Although he will likely be best remembered by genre fans for his work on the Star Trek film franchise, Harve Bennett was a super-producer. His career began in the fifties – with his first credited work on Now is Tomorrow, a television movie starring actors Robert Culp and Sydney Pollack. However, Bennett really came into his own as a producer of seventies television. He helped to create The Mod Squad and The Invisible Man. However, he is perhaps most noted in geek circles for his work on Star Trek II: The Wrath of Khan.
Along with director Nicholas Meyer, Harve Bennett effectively reinvented Star Trek. Taking over the reins from Gene Roddenberry after that creator’s bloated (if ambitious) work on Star Trek: The Motion Picture, Bennett stumbled upon an ingenious idea. Instead of trying to hide the fact that the cast and crew were getting older, he would embrace it. Bennett effectively came up with the idea of allowing the characters to grow older, coming up with an approach that would help to distinguish the Star Trek films from their source material.
It would be too much to suggest that Harve Bennett was the first writer to reinvent Star Trek, paving the way for creators like Michael Piller or Ira Steven Behr or Brannon Braga or Manny Coto. After all, Star Trek had already been reinvented by Gene L. Coon and D.C. Fontana before Bennett come on board. However, Bennett was part of the first creative team to reinvent Star Trek in a very overt and very conscious way. Meyer and Bennett were the first creators to be overt (rather than subversive) in how they were updating and revising the Star Trek canon.
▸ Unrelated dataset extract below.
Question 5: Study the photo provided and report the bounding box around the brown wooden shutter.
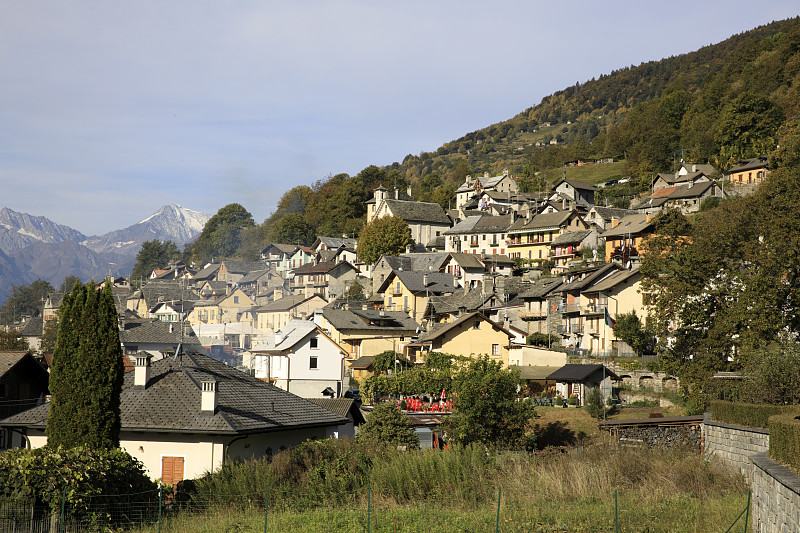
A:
[161,457,183,485]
Bennett was part of the creative team that oversaw the first truly seismic transition in what Star Trek actually was, the first without any major behind-the-scenes continuity. In doing so, Bennett was one of the first creators to demonstrate the versitility and the potential of Star Trek. In shepherding the movie franchise, Bennett was a vital part of keeping Star Trek alive long enough for the franchise to prove that it could be self-sustaining and self-perpetuating. Bennett is a much bigger figure in Star Trek history than he is given credit for.
Filed under: Movies | Tagged: Harve Bennett, star trek, star trek ii, Star Trek II: The Wrath of Khan | 4 Comments »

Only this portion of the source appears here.